Un problème essentiel est peu ou prou le même que l'année dernière : l'idée que les politiques économiques sont l'alpha et l'omega de l'économie, au détriment de l'analyse des comportements des agents. Voire : cette année, un sujet leur donnait l'opportunité de réfléchir, sur la base d'un court extrait d'Aglietta, sur les conséquences de la financiarisation de l'économie dans le cadre d'une comparaison avec le système des Trente Glorieuses (que je vois le plus souvent écrites 30 glorieuses). Que lis-je ? La régulation par les monopoles des Trente Glorieuses, c'est BIEN, c'est la recette de la croissance, alors que la financiarisation, c'est MAL, les entreprises n'investissent plus et licencient, et ne font du profit que pour les Méchants Actionnaires représentés par les diaboliques ZinZins (Investisseurs Institutionnels), aidés par l'Antéchrist Friedman et sa horde d'abjects monétaristes.
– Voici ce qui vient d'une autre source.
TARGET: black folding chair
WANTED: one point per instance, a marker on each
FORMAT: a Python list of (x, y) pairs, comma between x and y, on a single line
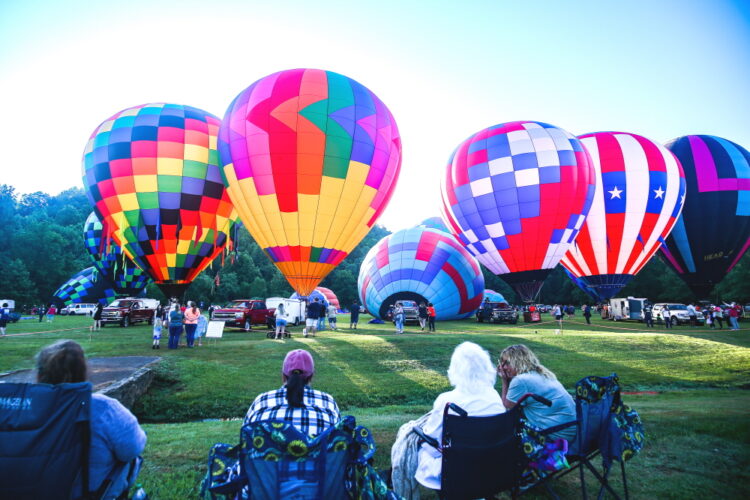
[(481, 456), (45, 438), (597, 434)]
À la première copie, je me dis que je suis tombé sur l'idéologue du lot. "Pourquoi pas", au moins, il essaye de faire quelque chose de son cours. À la dixième copie qui me ressert ça, je commence à penser que quelque chose cloche du côté de l'enseignement. Je me doute bien que, comme l'an dernier, il n'est pas besoin de beaucoup d'efforts pour convaincre les élèves de telles thèses : ils arrivent tout persuadés. Or, il me semble que les documents de la brochure de TD mettent l'accent sur le fait que la fin de la période de forte croissance n'est pas l'oeuvre de machiavéliques idéologues, mais d'un changement profond des fondamentaux, qui oblige à chercher de nouvelles solutions.

D'expérience, il n'est pourtant pas bien difficile de remettre les choses dans l'ordre, et de leur faire comprendre que les politiques de rigueur ne sont pas la cause de la crise, mais une tentative, par bien des côtés pertinente, de réponse à la crise. En ce qui concerne la financiarisation, il est plus délicat, mais encore possible, de souligner qu'il y a un arbitrage entre la gestion à long terme du capitalisme bancaire et familial et l'efficacité allocative du capitalisme financier, qui permet de récolter plus d'épargne, de mieux diversifier les risques et sélectionner les projets. Là où j'ai sans doute échoué à les convaincre, c'est sur le fait que si la concurrence pèse sur les salaires, elle pèse aussi sur les prix, au point que le pouvoir d'achat de tous les déciles de revenus est en augmentation constante depuis 1970.

Là où la situation me semble plus grave que l'an dernier, c'est que cette année, je retrouve les mêmes formules stigmatisant le capitalisme financier dans toutes les copies. Pire, je suis bien incapable de dire si ce biais est dû au cours magistral ou à l'influence d'un chargé de TD en particulier. Heureusement, dans l'université où je travaille, il y a une double correction. Sans quoi je serais bien en peine de noter ces copies.